Federico Berti, Cenere. Racconto breve
Lo stesso giorno in cui l’aura cupa della vedovanza mi avviluppava nella sua nebbia, velandomi il volto in uno sguardo vacuo e cinereo, il padrone di casa mi fermò per le scale:
«Le chiavi» disse, «Può lasciarle nell’ombrelliera, prima di andar via».
L’appartamento era semivuoto. Da giorni mi dividevo tra il capezzale di lei e quel trasloco ormai non più rimandabile: non avrei potuto permettermi, da solo, un posto del genere. Erano rimaste quattro scatole, i tappeti arrotolati nell’angolo e una vecchia abat-jour che proiettava ombre lunghe sul muro. L’aria sapeva di legno, polvere, ragnatele. Avevo promesso al ragionier Arcangeli, anziano e rimasto anche lui solo al mondo, di attivarmi per trovare qualcuno che prendesse il mio posto, così nei giorni precedenti avevo appeso qualche annuncio, per mostrarlo io stesso a chi fosse interessato.
Qualche giorno dopo si presentò quella donna, puntuale, all’appuntamento, entrando dietro di me. Non l’avevo mai vista prima. Notai subito che aveva il mio stesso velo sugli occhi, liquide pupille incavate; la condussi per le stanze vuote in cui risuonava il nostro passaggio, mostrai ogni dettaglio, le parlai del silenzio nel servitissimo quartiere. Non parlò di sé, donde venisse, se intendesse abitarvi sola, quale fosse la sua occupazione.
Annuì, senza convinzione, quindi fece un altro passo o due, si chinò. Srotolò uno dei tappeti fino a metà, di traverso nella stanza, lasciando la parte arrotolata in prossimità della lampada accesa. Piangendo si tolse le scarpe, poi mi venne incontro con la disperazione negli occhi.
Non fu che una passione terribile, cieca, disperata. Inevitabile. Gli sguardi feriti di entrambi si chiamarono, ci amammo su quel tappeto, poggiando la testa sulla parte arrotolata. Mi sporcai la camicia, perché lei non sporcasse il suo vestito. Durò poco (forse molto non so, non misurammo il tempo). Quando la marea di quel furore inatteso tornò a ritirarsi, fu lei la prima ad avvedersi della sua nudità interiore: si rialzò, sistemò il vestito con cura e senza fretta, con una punta di velato imbarazzo.
Poggiò la schiena al muro, incrociò le braccia e guardò l’angolo opposto della stanza in penombra. Mi ricomposi alla meglio e, singhiozzando in un pianto viscerale, sedetti su uno degli scatoloni, quello che per errore avevo disposto capovolto. Piangemmo, senza chiederci l’un l’altro il motivo di tanto dolore. A che sarebbe servito parlarne?
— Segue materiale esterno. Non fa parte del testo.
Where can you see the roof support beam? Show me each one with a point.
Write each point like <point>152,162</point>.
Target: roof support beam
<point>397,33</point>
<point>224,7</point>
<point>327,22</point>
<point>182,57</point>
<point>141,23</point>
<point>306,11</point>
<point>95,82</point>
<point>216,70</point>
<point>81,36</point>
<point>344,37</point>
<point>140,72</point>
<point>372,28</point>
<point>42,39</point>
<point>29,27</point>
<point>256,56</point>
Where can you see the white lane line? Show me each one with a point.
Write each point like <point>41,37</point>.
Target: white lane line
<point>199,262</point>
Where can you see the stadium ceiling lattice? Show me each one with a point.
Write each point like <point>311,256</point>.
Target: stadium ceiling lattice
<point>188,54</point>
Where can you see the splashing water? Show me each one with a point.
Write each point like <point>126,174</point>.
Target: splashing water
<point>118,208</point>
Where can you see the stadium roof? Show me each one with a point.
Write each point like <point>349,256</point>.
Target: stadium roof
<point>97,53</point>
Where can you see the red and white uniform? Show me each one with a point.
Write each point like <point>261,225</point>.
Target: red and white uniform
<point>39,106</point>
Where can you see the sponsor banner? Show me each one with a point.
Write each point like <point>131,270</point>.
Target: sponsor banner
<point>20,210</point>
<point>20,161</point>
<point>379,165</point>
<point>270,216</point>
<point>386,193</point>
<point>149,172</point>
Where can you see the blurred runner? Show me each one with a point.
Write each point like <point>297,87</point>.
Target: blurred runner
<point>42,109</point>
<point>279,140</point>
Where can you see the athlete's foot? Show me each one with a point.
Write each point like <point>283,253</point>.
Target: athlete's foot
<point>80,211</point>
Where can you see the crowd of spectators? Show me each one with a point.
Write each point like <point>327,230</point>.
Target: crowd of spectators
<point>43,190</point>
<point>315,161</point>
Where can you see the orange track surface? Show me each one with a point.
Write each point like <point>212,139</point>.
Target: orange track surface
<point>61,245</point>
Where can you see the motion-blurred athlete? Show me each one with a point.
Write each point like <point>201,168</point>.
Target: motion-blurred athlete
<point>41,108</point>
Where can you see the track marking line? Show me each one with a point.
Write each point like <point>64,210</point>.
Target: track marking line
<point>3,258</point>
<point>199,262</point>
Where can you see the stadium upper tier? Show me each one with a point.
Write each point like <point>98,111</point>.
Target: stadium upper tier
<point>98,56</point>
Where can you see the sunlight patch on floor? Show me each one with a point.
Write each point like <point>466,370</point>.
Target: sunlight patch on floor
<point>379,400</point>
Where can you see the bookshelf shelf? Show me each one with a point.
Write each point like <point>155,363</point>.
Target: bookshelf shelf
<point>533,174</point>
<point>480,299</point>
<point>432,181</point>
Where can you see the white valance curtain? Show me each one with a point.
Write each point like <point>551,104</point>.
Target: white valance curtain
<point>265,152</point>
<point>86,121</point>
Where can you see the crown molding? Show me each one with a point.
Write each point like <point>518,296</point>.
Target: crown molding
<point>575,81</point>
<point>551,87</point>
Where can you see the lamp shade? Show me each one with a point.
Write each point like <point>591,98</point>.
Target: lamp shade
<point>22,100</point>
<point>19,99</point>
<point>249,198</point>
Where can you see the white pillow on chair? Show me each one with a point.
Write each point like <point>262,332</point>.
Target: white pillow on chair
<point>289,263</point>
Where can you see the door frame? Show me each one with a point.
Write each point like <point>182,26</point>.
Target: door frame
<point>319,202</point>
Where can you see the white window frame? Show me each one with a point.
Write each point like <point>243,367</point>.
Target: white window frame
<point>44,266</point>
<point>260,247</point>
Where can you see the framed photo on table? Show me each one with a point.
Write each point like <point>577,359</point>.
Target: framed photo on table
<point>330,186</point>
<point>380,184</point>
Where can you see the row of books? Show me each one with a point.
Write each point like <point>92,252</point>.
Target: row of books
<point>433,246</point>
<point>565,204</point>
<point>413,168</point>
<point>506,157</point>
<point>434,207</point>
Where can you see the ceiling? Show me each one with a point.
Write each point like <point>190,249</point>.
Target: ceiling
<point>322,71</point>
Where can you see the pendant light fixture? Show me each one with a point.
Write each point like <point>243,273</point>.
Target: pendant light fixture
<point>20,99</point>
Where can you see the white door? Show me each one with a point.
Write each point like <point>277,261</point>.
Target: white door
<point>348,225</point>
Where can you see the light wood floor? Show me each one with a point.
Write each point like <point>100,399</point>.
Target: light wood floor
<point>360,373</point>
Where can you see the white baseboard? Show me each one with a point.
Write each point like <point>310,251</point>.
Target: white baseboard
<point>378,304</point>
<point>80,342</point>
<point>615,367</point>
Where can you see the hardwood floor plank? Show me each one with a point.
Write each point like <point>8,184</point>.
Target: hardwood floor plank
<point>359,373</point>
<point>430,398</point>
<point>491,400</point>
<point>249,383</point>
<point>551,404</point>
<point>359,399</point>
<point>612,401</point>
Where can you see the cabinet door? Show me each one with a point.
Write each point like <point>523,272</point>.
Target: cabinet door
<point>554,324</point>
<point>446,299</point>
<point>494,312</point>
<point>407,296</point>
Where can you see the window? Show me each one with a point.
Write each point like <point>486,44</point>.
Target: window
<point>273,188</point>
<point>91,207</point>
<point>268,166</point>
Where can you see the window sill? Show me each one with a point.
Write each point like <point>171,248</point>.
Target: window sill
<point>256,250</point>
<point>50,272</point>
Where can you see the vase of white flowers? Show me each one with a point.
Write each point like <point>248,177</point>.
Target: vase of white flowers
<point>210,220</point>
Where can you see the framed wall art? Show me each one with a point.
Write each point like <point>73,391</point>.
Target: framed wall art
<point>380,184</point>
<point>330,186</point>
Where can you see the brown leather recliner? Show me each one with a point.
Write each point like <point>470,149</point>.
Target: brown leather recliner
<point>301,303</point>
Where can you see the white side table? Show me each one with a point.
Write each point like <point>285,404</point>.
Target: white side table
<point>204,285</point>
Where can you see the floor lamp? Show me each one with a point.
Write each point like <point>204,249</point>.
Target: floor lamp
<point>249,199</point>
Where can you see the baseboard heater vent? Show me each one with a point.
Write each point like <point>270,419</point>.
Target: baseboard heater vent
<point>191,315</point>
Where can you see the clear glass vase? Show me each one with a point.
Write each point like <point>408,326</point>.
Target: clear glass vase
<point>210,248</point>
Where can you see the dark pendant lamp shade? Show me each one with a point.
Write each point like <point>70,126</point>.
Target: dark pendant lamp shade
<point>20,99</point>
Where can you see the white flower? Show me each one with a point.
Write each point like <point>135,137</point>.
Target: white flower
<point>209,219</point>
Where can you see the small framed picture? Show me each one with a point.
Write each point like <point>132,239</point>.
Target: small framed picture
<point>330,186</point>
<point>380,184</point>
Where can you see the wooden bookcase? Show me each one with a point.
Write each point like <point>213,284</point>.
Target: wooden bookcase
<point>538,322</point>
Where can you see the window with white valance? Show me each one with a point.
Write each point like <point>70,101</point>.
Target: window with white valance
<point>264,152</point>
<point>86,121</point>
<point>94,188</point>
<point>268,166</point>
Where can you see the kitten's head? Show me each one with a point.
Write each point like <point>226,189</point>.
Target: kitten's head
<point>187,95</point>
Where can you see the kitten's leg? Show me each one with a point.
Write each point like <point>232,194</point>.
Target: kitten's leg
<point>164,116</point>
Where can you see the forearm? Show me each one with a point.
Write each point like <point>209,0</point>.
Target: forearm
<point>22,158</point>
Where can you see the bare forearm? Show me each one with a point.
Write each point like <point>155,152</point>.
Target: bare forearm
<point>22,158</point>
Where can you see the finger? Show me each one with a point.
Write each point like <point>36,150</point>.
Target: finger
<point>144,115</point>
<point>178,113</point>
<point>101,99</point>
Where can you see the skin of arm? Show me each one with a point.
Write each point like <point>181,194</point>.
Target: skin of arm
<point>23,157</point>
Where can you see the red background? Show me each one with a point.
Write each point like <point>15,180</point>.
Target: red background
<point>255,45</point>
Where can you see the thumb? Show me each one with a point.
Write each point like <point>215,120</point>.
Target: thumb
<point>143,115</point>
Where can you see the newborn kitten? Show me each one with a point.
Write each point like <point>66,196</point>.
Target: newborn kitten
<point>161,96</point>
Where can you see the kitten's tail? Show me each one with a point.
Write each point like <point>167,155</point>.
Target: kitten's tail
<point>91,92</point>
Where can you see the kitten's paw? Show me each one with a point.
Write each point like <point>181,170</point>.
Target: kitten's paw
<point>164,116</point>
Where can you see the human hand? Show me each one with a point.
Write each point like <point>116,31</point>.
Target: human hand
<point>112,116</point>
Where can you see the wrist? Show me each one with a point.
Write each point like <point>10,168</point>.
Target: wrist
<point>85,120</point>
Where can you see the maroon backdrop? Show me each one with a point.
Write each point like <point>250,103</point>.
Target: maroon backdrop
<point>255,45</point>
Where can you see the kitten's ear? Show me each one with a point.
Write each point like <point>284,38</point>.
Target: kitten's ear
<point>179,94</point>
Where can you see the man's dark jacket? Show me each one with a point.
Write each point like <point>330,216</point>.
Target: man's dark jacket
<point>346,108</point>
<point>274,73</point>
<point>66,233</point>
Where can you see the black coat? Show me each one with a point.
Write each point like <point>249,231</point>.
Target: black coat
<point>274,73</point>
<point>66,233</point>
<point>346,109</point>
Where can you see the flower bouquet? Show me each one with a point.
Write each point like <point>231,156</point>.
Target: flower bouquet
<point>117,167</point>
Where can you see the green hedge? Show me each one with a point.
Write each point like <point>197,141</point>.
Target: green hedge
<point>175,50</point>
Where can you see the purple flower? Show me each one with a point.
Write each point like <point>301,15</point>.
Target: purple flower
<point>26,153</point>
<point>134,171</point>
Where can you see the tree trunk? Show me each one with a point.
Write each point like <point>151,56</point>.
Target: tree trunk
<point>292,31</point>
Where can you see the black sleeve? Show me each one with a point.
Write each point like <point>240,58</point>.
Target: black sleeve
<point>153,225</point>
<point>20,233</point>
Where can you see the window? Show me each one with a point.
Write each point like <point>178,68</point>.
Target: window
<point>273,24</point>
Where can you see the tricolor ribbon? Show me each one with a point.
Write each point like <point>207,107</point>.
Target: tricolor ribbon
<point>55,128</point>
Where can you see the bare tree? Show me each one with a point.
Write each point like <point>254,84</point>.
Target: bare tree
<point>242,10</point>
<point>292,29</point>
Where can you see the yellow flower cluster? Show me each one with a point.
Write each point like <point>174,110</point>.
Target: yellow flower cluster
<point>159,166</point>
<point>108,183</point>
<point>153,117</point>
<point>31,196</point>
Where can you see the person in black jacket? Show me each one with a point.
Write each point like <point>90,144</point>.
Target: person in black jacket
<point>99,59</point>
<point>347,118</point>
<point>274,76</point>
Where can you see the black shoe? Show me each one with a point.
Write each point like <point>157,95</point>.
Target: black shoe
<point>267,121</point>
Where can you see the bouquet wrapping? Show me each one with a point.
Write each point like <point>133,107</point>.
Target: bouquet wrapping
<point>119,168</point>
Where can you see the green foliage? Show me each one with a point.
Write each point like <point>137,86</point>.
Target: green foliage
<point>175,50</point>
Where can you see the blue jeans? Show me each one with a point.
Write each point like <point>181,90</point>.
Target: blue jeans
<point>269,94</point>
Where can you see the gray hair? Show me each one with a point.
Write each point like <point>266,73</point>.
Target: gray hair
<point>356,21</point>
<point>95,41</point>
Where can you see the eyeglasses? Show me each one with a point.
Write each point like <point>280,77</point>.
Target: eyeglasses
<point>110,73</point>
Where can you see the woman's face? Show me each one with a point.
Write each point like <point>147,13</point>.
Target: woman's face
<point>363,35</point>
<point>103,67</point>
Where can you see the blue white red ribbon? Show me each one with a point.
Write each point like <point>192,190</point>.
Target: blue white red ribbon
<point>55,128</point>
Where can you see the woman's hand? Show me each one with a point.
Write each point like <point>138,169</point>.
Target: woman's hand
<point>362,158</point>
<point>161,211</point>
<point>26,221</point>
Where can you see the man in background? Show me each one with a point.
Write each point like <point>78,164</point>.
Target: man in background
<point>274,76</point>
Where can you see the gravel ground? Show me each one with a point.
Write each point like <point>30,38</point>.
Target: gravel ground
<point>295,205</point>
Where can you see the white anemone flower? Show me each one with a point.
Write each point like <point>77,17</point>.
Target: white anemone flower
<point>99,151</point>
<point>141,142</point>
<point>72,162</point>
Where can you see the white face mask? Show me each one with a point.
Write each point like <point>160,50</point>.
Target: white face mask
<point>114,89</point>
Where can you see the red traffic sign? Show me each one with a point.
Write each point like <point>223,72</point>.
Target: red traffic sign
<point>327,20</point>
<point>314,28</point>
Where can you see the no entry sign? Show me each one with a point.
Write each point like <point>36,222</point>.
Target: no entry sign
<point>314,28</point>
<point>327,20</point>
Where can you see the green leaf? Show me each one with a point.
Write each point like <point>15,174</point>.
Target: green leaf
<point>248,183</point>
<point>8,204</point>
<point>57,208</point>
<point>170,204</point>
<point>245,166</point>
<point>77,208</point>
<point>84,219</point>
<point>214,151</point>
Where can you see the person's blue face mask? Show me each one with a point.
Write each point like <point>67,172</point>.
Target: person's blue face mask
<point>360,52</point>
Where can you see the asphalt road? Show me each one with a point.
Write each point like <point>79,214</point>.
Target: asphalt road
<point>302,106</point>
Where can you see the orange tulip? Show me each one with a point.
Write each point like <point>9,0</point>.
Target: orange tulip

Lei Tornò a infilare le scarpe, raccolse la borsa, aprì la porta, poi sparì nell’androne delle scale. Restai seduto ancora qualche minuto con le tempie nel palmo delle mani, ascoltando i tacchi di lei che risuonavano nel vuoto delle scale, mentre lacrime calde, salate, continuavano a grondarmi sul volto.